Bekanntmachung der Kommission vom 18. Dezember 1978 über die Beurteilung von Zulieferverträgen nach Artikel 85 Absatz 1 des Vertrages zur Gründung der Europäischen Wirtschaftsgemeinschaft

ABl. C 1 vom 3.1.1979, p. 2–3 (DA, DE, EN, FR, IT, NL)

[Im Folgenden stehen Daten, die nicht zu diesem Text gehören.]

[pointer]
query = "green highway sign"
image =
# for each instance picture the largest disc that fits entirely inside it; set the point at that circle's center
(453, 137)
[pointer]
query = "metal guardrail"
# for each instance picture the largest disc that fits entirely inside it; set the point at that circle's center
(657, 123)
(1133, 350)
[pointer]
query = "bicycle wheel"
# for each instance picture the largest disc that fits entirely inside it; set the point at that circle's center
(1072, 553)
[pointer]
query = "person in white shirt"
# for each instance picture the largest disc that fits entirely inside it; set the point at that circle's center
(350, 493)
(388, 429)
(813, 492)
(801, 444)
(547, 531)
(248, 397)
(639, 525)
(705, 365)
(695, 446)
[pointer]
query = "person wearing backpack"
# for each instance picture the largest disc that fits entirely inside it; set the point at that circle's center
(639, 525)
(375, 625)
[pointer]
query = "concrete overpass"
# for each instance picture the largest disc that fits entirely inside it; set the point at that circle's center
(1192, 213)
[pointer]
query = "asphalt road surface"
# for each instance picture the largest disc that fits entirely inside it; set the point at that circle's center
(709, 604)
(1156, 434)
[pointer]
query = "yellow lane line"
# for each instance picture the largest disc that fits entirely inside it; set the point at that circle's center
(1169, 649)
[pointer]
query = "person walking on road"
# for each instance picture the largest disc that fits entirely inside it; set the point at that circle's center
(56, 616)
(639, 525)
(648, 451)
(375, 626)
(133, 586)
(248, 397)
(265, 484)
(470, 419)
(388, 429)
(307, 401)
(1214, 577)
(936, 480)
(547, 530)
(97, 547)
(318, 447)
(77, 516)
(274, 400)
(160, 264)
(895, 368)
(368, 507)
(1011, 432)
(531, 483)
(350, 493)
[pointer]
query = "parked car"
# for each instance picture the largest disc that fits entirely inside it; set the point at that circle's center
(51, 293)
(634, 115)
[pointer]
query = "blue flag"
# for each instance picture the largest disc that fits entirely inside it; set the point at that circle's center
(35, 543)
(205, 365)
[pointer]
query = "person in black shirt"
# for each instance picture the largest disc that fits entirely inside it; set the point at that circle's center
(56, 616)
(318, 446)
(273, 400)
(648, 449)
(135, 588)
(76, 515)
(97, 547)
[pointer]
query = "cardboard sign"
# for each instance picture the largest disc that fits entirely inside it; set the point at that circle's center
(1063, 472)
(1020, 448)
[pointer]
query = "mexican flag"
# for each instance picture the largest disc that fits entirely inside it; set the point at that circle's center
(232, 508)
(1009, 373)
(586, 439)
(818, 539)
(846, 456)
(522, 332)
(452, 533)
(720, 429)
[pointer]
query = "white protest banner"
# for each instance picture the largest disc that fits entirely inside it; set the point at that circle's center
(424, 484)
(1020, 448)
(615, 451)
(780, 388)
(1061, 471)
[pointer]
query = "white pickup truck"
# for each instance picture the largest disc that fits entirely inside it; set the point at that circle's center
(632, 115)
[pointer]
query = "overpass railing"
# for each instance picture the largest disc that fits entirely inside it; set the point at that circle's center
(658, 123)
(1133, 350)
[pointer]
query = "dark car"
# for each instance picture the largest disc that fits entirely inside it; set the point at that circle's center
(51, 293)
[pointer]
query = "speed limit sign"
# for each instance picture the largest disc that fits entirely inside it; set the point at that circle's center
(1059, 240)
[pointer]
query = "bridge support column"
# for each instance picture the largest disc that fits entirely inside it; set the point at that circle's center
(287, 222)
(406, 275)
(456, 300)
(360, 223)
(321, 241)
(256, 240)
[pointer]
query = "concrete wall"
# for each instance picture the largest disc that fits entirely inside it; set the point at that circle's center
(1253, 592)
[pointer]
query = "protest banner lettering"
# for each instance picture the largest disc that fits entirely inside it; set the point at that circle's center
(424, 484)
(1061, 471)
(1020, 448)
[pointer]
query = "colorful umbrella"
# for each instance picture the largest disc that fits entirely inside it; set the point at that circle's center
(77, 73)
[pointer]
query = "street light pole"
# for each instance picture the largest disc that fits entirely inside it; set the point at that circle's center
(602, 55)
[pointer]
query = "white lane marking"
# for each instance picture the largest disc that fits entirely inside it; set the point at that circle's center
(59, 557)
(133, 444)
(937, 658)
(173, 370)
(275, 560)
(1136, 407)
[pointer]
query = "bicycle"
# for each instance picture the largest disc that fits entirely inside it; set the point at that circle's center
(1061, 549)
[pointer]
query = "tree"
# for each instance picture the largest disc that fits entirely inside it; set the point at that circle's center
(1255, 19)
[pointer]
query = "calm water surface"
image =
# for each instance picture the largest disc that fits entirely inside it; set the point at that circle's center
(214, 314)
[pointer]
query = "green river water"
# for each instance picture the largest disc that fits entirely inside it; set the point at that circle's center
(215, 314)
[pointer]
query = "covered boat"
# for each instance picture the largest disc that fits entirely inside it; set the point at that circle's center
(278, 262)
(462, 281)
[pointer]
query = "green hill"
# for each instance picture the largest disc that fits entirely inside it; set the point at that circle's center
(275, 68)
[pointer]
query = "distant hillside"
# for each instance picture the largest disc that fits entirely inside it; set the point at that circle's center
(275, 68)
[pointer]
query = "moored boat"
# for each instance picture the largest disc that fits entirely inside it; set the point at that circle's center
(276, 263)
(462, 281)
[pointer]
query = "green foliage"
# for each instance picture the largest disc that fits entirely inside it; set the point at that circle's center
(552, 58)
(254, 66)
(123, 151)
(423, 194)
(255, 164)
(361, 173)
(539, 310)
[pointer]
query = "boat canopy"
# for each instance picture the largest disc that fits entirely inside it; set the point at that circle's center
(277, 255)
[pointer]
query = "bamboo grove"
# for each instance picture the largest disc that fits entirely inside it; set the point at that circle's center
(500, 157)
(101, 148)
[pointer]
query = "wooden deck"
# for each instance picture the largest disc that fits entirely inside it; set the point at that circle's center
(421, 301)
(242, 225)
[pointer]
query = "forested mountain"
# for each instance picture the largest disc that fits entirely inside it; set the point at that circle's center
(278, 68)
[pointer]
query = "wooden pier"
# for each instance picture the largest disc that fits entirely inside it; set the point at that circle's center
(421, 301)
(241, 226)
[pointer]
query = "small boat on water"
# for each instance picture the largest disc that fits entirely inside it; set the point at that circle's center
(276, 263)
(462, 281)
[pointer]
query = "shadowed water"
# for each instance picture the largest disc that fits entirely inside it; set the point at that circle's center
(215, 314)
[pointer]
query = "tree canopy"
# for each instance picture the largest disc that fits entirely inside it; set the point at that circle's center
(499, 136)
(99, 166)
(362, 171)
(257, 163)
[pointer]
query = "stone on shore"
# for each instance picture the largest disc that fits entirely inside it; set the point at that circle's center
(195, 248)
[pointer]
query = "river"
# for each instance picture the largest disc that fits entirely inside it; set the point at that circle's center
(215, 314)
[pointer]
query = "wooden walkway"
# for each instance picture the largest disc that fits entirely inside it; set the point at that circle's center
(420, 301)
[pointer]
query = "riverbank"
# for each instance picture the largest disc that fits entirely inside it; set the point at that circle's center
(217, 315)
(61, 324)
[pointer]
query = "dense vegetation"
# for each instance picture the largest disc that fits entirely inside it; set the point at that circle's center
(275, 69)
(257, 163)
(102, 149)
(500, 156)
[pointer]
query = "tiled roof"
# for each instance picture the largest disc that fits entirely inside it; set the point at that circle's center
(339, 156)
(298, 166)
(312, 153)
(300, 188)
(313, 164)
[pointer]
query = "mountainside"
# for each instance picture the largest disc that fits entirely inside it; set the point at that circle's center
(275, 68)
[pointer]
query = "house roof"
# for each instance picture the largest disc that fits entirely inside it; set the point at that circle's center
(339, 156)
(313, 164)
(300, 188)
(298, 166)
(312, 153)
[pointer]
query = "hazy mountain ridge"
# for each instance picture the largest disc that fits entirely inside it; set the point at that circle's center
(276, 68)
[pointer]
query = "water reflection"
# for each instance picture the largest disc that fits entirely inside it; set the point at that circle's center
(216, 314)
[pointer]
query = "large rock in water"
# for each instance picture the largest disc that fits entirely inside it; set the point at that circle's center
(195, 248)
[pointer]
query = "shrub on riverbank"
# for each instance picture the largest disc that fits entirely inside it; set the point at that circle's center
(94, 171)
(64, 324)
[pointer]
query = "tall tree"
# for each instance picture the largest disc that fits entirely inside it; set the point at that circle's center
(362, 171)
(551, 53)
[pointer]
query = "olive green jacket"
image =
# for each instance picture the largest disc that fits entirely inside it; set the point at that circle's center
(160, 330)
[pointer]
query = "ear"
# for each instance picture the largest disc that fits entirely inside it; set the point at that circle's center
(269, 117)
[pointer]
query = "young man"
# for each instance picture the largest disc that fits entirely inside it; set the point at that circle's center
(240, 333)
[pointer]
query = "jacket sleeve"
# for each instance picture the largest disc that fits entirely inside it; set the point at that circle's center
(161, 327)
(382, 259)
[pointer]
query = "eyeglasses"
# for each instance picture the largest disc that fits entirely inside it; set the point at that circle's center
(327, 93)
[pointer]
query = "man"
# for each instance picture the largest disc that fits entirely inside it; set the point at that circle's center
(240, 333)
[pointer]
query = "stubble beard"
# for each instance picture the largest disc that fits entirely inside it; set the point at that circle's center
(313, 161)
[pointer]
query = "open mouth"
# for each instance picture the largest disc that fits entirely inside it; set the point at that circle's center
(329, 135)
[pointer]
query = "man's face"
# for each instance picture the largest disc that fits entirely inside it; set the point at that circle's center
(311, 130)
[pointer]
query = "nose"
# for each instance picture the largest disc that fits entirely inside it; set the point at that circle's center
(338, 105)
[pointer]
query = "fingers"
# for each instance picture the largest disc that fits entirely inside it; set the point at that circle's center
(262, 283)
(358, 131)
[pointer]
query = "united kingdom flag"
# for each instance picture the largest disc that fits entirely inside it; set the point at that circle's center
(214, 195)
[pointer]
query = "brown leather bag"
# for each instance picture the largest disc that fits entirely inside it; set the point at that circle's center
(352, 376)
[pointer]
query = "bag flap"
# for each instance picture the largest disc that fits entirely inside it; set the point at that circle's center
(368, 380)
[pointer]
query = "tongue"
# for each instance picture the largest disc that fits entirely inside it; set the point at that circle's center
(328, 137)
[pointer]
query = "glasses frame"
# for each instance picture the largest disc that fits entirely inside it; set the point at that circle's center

Dieses Dokument wurde in einer Sonderausgabe veröffentlicht. (ES, PT, CS, ET, LV, LT, HU, MT, PL, SK, SL, BG, RO, HR)

31979Y0103(01)

Bekanntmachung der Kommission vom 18. Dezember 1978 über die Beurteilung von Zulieferverträgen nach Artikel 85 Absatz 1 des Vertrages zur Gründung der Europäischen Wirtschaftsgemeinschaft

Amtsblatt Nr. C 001 vom 03/01/1979 S. 0002 - 0003
Spanische Sonderausgabe: Kapitel 08 Band 2 S. 0063
Portugiesische Sonderausgabe: Kapitel 08 Band 2 S. 0063


Bekanntmachung der Kommission vom 18. Dezember 1978 über die Beurteilung von Zulieferverträgen nach Artikel 85 Absatz 1 des Vertrages zur Gründung der Europäischen Wirtschaftsgemeinschaft

1. In dieser Bekanntmachung legt die Kommission der Europäischen Gemeinschaften dar, wie sie Zulieferverträge im Hinblick auf Artikel 85 Absatz 1 des EWG-Vertrags beurteilt. Diese Verträge bilden eine moderne Form der Arbeitsteilung, die Unternehmen jeder Grössenordnung offensteht, vor allem aber Entwicklungsmöglichkeiten für kleine und mittlere Unternehmen bietet.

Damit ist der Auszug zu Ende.